Do You Bribe Your Students?
Reading about how parents are apparently starting to feel they’ve overindulged their children via bribery, I wondered – do we as EFL teachers bribe our students, even the adult ones?
Sometimes I think I do. It may just be a matter of doing something fun (still useful, but fun) after a longer or more intensive activity, but there are different opinions on what counts as “giving in” to student “demands” as well as how this impacts expectations for future learning experiences and, well, future teachers. If one teacher bends over backwards to indulge students, will that make things harder for the next? Or is that bending over backwards exactly what modern EFL methods involve – and are teachers who resent this simply a little “work shy”?
Perhaps bribery is the wrong word – a bribe, after all, means offering an incentive to get someone to engage in something illegal or wrong; this seems more like excessive rewarding or advance positive reinforcement.
When I had some discipline problems with the kids group I taught a while ago, a supervisor suggested inventing a team system, and ongoing competition of sorts, with points and prizes, to encourage good behavior and reward hard work.
In theory, it was a great idea, and I imagine teachers with years of experience would have perfected it.
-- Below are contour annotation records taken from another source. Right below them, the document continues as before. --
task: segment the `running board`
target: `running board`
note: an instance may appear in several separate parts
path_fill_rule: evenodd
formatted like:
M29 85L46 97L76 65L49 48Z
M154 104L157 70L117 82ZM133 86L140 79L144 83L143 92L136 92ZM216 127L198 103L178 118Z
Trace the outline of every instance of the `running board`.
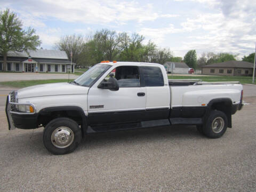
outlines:
M113 131L126 130L140 128L153 127L160 126L170 125L169 120L161 119L147 121L141 122L116 123L112 124L88 126L86 133L95 133Z
M202 125L201 118L170 118L172 125Z

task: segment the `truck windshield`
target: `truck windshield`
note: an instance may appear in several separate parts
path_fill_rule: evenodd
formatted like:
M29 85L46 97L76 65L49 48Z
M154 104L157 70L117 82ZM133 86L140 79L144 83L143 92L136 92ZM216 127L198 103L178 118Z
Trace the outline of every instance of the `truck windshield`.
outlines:
M77 85L90 87L104 74L111 66L97 64L76 79L74 82Z

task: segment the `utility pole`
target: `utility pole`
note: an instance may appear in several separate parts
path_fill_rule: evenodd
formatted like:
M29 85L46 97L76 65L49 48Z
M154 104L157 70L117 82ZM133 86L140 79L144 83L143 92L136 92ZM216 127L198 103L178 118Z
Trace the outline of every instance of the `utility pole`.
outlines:
M256 43L255 44L254 63L253 64L253 73L252 73L252 83L254 83L255 60L256 60Z

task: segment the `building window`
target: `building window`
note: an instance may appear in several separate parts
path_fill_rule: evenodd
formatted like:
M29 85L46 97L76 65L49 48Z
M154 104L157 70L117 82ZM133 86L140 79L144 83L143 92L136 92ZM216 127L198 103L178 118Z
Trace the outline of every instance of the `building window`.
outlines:
M40 72L43 72L43 64L40 64Z
M228 69L228 70L227 71L227 73L231 74L232 73L232 69Z
M7 63L7 70L8 70L8 71L11 70L11 63Z
M47 71L48 72L50 72L51 71L51 65L47 65Z
M20 64L16 63L16 71L20 71Z

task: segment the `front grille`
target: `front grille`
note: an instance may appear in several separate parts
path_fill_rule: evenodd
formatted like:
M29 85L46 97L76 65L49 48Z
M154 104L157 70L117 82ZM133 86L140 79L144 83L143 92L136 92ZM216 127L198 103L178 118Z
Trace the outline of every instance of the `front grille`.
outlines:
M15 99L16 92L15 91L12 91L10 93L10 101L11 102L17 102ZM15 102L16 101L16 102ZM11 105L11 110L12 111L17 111L17 106L16 105Z
M10 101L12 102L14 102L15 100L15 91L12 91L10 94Z

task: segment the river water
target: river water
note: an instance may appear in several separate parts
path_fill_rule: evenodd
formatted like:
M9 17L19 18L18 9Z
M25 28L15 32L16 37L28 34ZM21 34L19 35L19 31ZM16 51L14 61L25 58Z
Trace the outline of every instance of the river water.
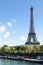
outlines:
M8 59L0 59L0 65L43 65L43 64L31 63L31 62L25 62L25 61L8 60Z

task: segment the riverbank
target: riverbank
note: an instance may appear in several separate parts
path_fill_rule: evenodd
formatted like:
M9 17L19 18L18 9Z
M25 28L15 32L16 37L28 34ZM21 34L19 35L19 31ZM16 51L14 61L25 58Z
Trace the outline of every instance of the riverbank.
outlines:
M10 60L19 60L19 61L27 61L27 62L34 62L34 63L43 63L43 60L41 59L29 59L29 58L24 58L21 56L18 57L7 57L7 56L0 56L1 59L10 59Z

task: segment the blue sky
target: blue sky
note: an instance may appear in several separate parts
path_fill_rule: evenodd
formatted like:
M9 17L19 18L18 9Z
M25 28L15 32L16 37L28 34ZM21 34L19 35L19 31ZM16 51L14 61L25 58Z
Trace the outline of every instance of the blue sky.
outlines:
M43 44L43 0L0 0L0 46L25 44L31 6L37 39Z

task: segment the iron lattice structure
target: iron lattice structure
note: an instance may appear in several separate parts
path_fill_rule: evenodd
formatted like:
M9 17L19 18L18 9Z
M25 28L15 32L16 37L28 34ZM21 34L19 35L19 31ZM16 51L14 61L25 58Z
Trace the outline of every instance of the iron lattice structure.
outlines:
M35 29L34 29L33 7L30 8L30 14L31 14L30 15L30 29L29 29L28 39L25 44L26 45L29 45L29 44L37 45L40 43L37 40Z

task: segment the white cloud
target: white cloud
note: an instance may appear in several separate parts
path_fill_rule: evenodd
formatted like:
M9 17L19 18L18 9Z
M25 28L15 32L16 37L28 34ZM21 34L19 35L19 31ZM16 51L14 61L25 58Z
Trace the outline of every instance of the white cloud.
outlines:
M8 22L7 25L8 25L8 26L12 26L12 22Z
M0 26L0 32L5 32L5 26L4 25Z
M2 41L2 36L0 36L0 41Z
M6 32L5 35L4 35L4 38L8 38L10 35L10 32Z

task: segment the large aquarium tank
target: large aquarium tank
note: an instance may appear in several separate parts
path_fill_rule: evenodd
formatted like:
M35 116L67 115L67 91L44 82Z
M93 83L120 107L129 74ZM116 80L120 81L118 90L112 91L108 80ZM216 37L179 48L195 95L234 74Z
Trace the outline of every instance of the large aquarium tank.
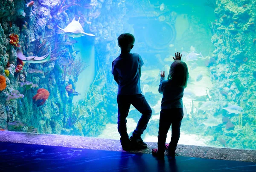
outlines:
M144 141L157 142L160 71L178 51L179 144L256 149L255 23L254 0L0 0L0 130L119 139L111 63L128 32L153 110ZM131 107L130 135L140 116Z

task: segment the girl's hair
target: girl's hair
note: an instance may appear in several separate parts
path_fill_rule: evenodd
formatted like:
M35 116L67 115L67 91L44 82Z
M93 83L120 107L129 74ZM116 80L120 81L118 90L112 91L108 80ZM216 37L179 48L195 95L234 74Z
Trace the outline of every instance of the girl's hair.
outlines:
M186 87L189 77L188 66L185 62L175 60L171 65L168 80L174 81L178 86Z

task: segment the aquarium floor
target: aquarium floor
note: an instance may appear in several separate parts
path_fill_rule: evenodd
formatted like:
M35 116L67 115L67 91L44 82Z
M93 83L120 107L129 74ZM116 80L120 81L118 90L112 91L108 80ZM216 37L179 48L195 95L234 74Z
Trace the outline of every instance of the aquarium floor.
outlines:
M6 172L256 171L254 163L7 142L0 142L0 164Z
M3 131L0 131L0 141L124 152L118 140L86 137ZM148 149L130 152L151 153L152 148L157 147L157 144L147 143ZM178 156L256 163L256 150L178 145L176 154Z

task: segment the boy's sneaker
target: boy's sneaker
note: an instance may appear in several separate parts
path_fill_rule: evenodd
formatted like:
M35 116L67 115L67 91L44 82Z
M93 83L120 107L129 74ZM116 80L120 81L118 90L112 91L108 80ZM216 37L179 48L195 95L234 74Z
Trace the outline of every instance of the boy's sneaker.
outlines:
M134 149L146 149L148 147L148 145L140 137L139 138L135 139L132 136L130 138L130 141L131 146Z
M122 149L125 151L128 151L131 149L131 147L130 144L122 145Z

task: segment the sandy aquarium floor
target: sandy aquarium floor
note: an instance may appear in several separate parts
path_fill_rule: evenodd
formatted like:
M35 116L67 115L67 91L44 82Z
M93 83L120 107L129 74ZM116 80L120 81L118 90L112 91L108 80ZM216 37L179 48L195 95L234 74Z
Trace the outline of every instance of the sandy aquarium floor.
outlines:
M159 118L159 115L153 115L151 120ZM127 118L127 133L130 133L132 132L136 127L137 123L134 119L131 118ZM171 141L172 132L170 131L167 134L166 142ZM109 138L111 139L119 140L120 136L117 131L117 124L108 124L106 128L103 130L102 134L98 136L99 138ZM207 146L206 143L211 139L211 136L201 137L195 134L186 134L184 133L180 132L180 138L179 141L179 144L188 145L196 145ZM143 140L146 142L157 142L157 137L156 135L151 135L147 133Z
M0 131L0 141L123 151L118 140L70 135L3 131ZM130 152L151 153L152 149L157 147L157 144L155 142L147 142L147 149ZM176 153L177 156L256 163L256 150L178 144Z

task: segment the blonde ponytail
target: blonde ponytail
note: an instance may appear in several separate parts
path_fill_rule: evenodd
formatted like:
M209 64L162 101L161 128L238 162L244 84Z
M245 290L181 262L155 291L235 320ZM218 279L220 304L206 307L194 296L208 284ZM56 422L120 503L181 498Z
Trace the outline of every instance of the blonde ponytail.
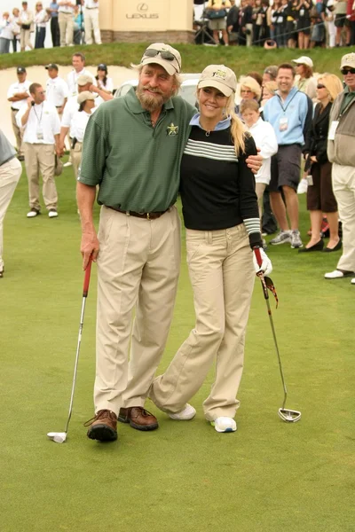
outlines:
M231 133L234 143L234 150L237 155L245 153L245 137L247 131L241 120L234 113L234 93L229 97L225 106L227 113L232 120Z

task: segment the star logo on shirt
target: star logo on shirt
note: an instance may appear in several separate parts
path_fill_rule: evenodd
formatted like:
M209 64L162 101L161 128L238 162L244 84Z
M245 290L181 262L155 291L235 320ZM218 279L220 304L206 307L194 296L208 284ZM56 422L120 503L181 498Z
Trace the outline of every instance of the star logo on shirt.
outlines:
M174 137L178 135L178 126L175 126L173 122L170 123L170 126L167 127L168 137Z

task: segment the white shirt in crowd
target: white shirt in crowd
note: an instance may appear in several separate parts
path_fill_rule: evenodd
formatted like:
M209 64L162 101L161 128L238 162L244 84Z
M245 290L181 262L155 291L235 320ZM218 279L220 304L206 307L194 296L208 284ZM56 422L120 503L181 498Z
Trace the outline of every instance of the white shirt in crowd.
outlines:
M99 2L95 2L95 0L84 0L83 6L86 9L95 9L99 7Z
M91 113L93 113L94 109L97 109L99 102L98 102L99 98L95 98L95 107L92 109ZM64 107L63 116L61 117L61 127L62 128L70 128L73 116L78 111L79 104L77 103L77 96L72 96L67 99L66 106ZM72 132L69 132L70 137L73 138Z
M79 77L79 75L90 75L90 77L92 79L92 84L93 85L97 85L96 83L96 79L95 77L92 75L92 74L87 70L86 68L83 68L83 70L81 72L76 72L76 70L71 70L69 72L69 74L67 74L67 87L69 89L69 95L70 96L77 96L78 95L78 90L77 90L77 79Z
M260 149L259 155L263 157L261 168L255 176L256 183L269 184L271 179L272 156L277 153L278 142L272 126L262 118L248 128L248 131Z
M17 82L16 83L12 83L10 85L9 90L7 91L7 98L12 98L15 94L19 92L28 92L29 85L32 84L32 82L23 82L23 83L20 83ZM27 104L27 98L25 98L23 100L19 100L17 102L10 102L12 105L12 109L20 109L22 106Z
M58 8L58 12L74 13L74 6L75 5L75 2L73 1L73 5L61 5L60 1L58 4L59 5Z
M91 116L91 113L89 114L85 111L75 111L70 122L71 138L76 138L78 142L83 142L86 126Z
M60 121L54 106L45 100L39 106L33 106L27 123L22 126L21 118L26 111L27 106L23 106L16 114L17 125L24 130L23 142L54 145L54 135L60 133Z
M67 85L63 78L48 78L45 85L46 100L55 107L61 107L66 98L69 96Z
M42 9L40 12L36 12L35 22L38 27L45 27L47 26L47 12L44 9Z

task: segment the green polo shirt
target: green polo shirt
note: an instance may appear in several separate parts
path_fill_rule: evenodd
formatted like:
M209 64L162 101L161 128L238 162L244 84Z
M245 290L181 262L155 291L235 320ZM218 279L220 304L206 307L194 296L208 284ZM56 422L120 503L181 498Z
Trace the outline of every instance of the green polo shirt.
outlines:
M99 185L99 205L166 210L178 197L180 160L194 113L184 99L172 98L153 128L134 89L101 104L86 127L78 181Z
M354 99L354 98L355 98L355 90L349 90L349 87L346 86L345 89L343 90L343 95L344 95L344 97L343 98L342 107L340 109L341 114L344 112L344 110L346 109L346 107Z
I personally found it ridiculously complex to come up with a motivating and fair system for a group I taught three hours a week. My guess is that ten or twenty years ago – or perhaps today but in a different classroom – the students would have been too afraid of the teacher to act out or avoid homework. I certainly don’t think fear is a good way to motivate students, but just find it notable that there is such a difference.
Are these forms of motivating excessive, and are they common in EFL today?